Dark time(s) : non-linear narratives in the postmodern film noir Poulin, Brook

Abstract

In cinematic circles, much has been made of the film noir genre. While debates continue to circulate about what exactly film noir is and how films can be seen to fit this model, contemporary examples of the film noir produced in the last ten years have begun to exhibit an exciting and inventive postmodern tendency: a non-linear narrative structure. Narratives are scrambles, run backwards, replay a significant moment several times or are a blend of two or more of these innovative narrative tropes. I will be looking exclusively at these films and have termed them post/neo/noirs. Thus, those films that feature an intersection between the film noir, the postmodern and feature an unconventional and non-linear narrative structure will form the basis for this study. I will first present a brief summary of the existing scholarship dedicated to film noir as well as my own original template of essential film noir characteristics. Next, a framework outlining the fundamental and recurring characteristics of postmodern theory will be established, as this will be the major theoretical structure used to dissect and analyze the films within this thesis. Chapters l-IV will act to show the distinct types of post/neo/noirs, provide a close analysis of ten recent films, and show how certain films and sub-categories of the post/neo/noir emerge as more successful and important cultural texts.
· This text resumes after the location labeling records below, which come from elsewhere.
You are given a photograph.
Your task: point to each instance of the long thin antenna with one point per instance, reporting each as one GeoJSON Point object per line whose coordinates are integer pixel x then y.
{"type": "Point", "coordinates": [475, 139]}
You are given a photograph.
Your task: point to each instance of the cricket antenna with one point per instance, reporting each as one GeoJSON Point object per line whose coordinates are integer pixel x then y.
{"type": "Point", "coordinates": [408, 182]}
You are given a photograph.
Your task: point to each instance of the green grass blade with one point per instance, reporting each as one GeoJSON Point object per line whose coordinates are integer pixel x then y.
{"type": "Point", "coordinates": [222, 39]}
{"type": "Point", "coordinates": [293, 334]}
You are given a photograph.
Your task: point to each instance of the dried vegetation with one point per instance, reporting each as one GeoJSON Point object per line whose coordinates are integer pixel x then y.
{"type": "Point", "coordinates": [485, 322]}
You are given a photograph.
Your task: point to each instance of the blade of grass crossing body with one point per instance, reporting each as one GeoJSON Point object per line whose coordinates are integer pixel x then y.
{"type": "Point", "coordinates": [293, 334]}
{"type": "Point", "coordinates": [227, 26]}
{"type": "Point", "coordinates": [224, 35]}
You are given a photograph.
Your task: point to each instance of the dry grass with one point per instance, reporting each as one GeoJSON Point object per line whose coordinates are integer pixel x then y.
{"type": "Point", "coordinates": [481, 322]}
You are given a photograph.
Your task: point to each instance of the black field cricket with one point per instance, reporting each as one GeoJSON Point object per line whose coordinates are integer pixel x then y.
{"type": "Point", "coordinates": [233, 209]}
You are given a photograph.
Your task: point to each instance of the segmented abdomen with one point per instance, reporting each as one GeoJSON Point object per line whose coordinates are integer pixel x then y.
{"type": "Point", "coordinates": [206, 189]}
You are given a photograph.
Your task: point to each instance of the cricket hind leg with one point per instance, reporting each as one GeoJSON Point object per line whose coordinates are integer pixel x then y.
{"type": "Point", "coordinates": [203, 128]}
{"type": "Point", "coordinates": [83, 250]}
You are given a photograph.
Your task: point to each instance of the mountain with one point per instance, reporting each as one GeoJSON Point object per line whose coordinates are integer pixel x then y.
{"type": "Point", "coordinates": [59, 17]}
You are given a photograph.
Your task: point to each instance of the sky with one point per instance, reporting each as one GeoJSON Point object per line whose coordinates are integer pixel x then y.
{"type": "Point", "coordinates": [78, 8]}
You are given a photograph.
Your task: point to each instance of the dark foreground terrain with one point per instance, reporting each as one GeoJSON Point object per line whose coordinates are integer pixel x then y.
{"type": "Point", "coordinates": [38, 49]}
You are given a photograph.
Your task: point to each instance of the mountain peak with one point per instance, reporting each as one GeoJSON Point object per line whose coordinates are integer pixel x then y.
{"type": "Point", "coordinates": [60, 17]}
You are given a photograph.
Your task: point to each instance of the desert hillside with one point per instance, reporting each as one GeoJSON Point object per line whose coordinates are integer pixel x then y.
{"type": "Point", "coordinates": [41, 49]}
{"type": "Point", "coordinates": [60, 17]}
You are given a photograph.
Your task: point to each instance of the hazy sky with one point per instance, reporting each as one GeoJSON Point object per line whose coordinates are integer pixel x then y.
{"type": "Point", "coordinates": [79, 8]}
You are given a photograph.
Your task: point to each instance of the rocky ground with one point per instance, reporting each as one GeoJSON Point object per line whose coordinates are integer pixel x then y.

The argumentation and subsequent conclusions of this thesis will be threefold: a) The post/neo/noir sub-genre is fundamentally postmodern and produces transnational texts that embrace these concerns. b) Only those post/neo/noirs that fully incorporate both postmodern filmmaking impulses and a deft merging of film form and content are effective at producing a significant commentary. c) Not only is film noir a stable genre category, it can be seen as a dominant one, as films that fit the film noir framework can be considered film noir regardless of what other genres they might seem to otherwise belong to. d) The post/neo/noir has the potential to offer a vital, profound and complex social criticism and is designed for consumption and interpretation by a sophisticated postmodern audience.